Belopolski’s observation, it may be remarked, was based upon what is known as the Doppler principle, which is employed in measuring the motion of stars in the line of sight, and in other cases of rapidly moving sources of light. According to this principle, when a source of light, either original or reflected, is approaching the observer, the characteristic lines in its spectrum are shifted toward the blue end, and when it is retreating from the observer the lines are shifted toward the red end. Now, in the case of a planet rotating rapidly on its axis, it is clear that if the observer is situated in, or nearly in, the plane of the planet’s equator, one edge of its disk will be approaching his eye while the opposite edge is retreating, and the lines in the spectrum of a beam of light from the advancing edge will be shifted toward the blue, while those in the spectrum of the light coming from the retreating edge will be shifted toward the red. And, by carefully noting the amount of the shifting, the velocity of the planet’s rotation can be computed. This is what was done by Belopolski in the case of Venus, with the result above noted.

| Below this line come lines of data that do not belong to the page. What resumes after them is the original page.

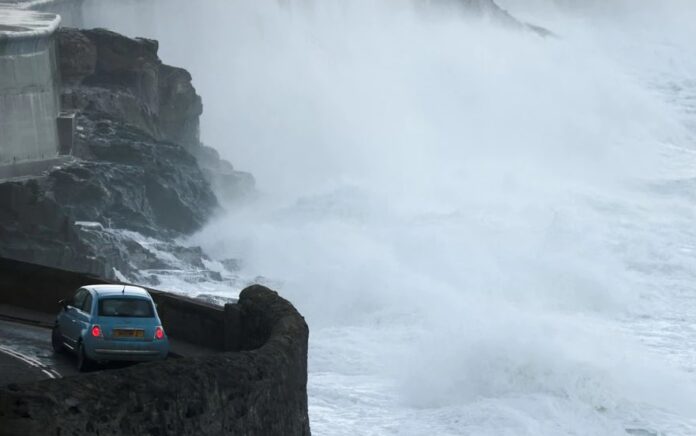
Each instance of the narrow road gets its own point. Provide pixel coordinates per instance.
(26, 355)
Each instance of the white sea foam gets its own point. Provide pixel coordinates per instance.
(489, 232)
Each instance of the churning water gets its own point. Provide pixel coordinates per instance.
(489, 232)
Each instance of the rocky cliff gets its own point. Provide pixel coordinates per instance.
(136, 165)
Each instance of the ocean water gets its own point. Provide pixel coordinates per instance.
(489, 232)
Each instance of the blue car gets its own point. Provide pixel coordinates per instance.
(110, 322)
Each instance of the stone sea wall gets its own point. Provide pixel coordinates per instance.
(259, 387)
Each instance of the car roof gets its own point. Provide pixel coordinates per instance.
(121, 290)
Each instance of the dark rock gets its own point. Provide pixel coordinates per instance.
(78, 56)
(133, 168)
(261, 390)
(129, 82)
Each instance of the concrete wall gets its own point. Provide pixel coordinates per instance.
(261, 389)
(28, 86)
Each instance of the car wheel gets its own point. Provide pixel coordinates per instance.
(57, 340)
(83, 362)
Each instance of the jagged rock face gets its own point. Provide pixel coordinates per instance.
(134, 166)
(110, 73)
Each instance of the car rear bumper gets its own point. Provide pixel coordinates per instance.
(126, 350)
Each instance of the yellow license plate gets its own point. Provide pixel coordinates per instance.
(122, 333)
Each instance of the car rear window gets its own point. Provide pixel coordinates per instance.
(131, 307)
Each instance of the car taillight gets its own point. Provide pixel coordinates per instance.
(96, 331)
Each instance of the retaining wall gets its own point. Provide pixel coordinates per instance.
(28, 85)
(259, 389)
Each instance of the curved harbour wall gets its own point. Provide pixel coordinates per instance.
(29, 102)
(257, 388)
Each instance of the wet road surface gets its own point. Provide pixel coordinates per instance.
(26, 355)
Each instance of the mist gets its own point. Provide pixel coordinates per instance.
(486, 229)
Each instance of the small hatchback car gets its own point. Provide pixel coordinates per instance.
(110, 322)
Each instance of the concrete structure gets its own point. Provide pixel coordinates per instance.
(29, 101)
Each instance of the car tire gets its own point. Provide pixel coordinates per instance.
(57, 340)
(83, 362)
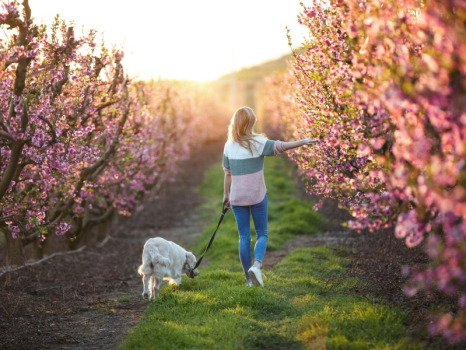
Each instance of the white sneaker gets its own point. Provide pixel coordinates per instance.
(255, 274)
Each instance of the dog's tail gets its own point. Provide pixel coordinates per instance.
(151, 258)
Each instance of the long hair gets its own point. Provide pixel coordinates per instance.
(241, 128)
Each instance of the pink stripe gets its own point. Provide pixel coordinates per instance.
(248, 189)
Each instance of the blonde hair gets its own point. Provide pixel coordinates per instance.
(241, 128)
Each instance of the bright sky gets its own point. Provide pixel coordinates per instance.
(184, 39)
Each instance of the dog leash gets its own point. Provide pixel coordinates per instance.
(224, 210)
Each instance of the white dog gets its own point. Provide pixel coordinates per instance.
(162, 259)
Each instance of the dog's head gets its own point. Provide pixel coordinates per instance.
(188, 267)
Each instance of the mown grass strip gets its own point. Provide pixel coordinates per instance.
(307, 302)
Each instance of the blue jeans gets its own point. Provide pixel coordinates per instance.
(259, 216)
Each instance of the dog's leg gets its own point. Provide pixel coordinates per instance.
(146, 283)
(156, 282)
(176, 281)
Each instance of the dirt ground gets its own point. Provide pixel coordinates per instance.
(89, 300)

Secondly, the theory that Venus rotates but once in the course of a revolution finds but slight support from the doctrine of tidal friction, as compared with that which it receives when applied to Mercury. The effectiveness of the sun’s attraction in slowing down the rotation of a planet through the braking action of the tides raised in the body of the planet while it is yet molten or plastic, varies inversely as the sixth power of the planet’s distance. For Mercury this effectiveness is nearly three hundred times as great as it is for the earth, while for Venus it is only seven times as great. While we may admit, then, that Mercury, being relatively close to the sun and subject to an enormous braking action, lost rotation until—as occurred for a similar reason to the moon under the tidal attraction of the earth—it ended by keeping one face always toward its master, we are not prepared to make the same admission in the case of Venus, where the effective force concerned is comparatively so slight.
It should be added, however, that no certain evidence of polar compression in the outline of Venus’s disk has ever been obtained, and this fact would favor the theory of a very slow rotation because a plastic globe in swift rotation has its equatorial diameter increased and its polar diameter diminished. If Venus were as much flattened at the poles as the earth is, it would seem that the fact could not escape detection, yet the necessary observations are very difficult, and Venus is so brilliant that her light increases the difficulty, while her transits across the sun, when she can be seen as a round black disk, are very rare phenomena, the latest having occurred in 1874 and 1882, and the next not being due until 2004.